Armedia Solution Engineering Team
- Vishal Deshpande
- Andrew Slade
- William Phillips
- Naga Krishna Sumanth Kovvuri
What Are The Challenges Of Using Microservices?
Microservices have become the new architectural cool-aids in the IT world ever since Netflix open-sourced its microservices tools and published several blogs and articles on their design and architecture using microservices. Knowing Netflix and its user-base, microservices gained immediate popularity in the software architect and developer community.
With cloud-based “Software as a Service” model as the need of the day, Armedia is always looking to cater to large customer bases, and we need ways to scale the tools and services to that level. Microservice-based architecture does provide the scalability and flexibility for this unique challenge.
But microservice architecture is not without its share of challenges. The first challenge is for the Architects – it changes the way the architects typically think of system architecture and design and provides the first set of issues for them to resolve. This includes the following considerations:
- Composition of Microservice
Should every microservice have independent database making the service truly autonomous or should multiple microservices use a centralized database?
- Packaging and deployment of microservices
With multiple independent components, what would be a good deployment strategy for microservice-based application?
How Should I Design For Microservices?
Microservice design should make use of the DRY principle. Store information only once, and write code only once. Consider organizations that have multiple applications. With monolithic systems, there have been instances when every application replicated the user data (though some were smart to sync it with organization’s Active Directory, still had an independent copy in every application).

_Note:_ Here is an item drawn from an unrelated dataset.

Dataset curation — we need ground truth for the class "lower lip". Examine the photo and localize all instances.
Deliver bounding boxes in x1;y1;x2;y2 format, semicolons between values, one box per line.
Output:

Soon, data between different applications got out of sync and it became an issue to track which application’s version of user data should be treated as true information. With a microservice-based design, you would encapsulate all the services around managing user data into a single service. This would include:
- Syncing up with the AD
- Single-Sign-On
- Managing user profile and user database
All other applications would use the REST/SOA APIs exposed by this microservice to deal with user-related services and activities like signing into an application, getting the user profile with appropriate roles and access controls etc. As there is only one microservice that deals with the user profile, the user data need not be replicated for every application.
There is one challenge with this approach and that is maintaining referential integrity with user table if an application needs it. Since the user database is segregated to the user microservice, managing the referential integrity becomes the task of the application that needs this (since the database can no longer maintain this due to segregation).
Having said that, with the database being protected behind application facades, this should hardly be an impediment in the adoption of microservices as the benefits of segregation outweigh the need for referential integrity.
There is another challenge with such centralizing of services – if too many applications are using the same user management microservice, would this not overload this component? And our answer to this lies in how we design the scalability factor for this service.
We can deploy this microservice as a clustered service and use intelligent caching mechanisms through a distributed cache system like Hazelcast to mitigate this issue of overload. With auto-deployment tools like Kubernetes which can handle auto-scaling of microservices at the VM level, this hardly becomes an issue.
This is exactly where the role of the Architect becomes critical. The burden is on the team to design the composition and the deployment and scaling strategies for various microservices that would strike a balance between modularity, reusability, and performance.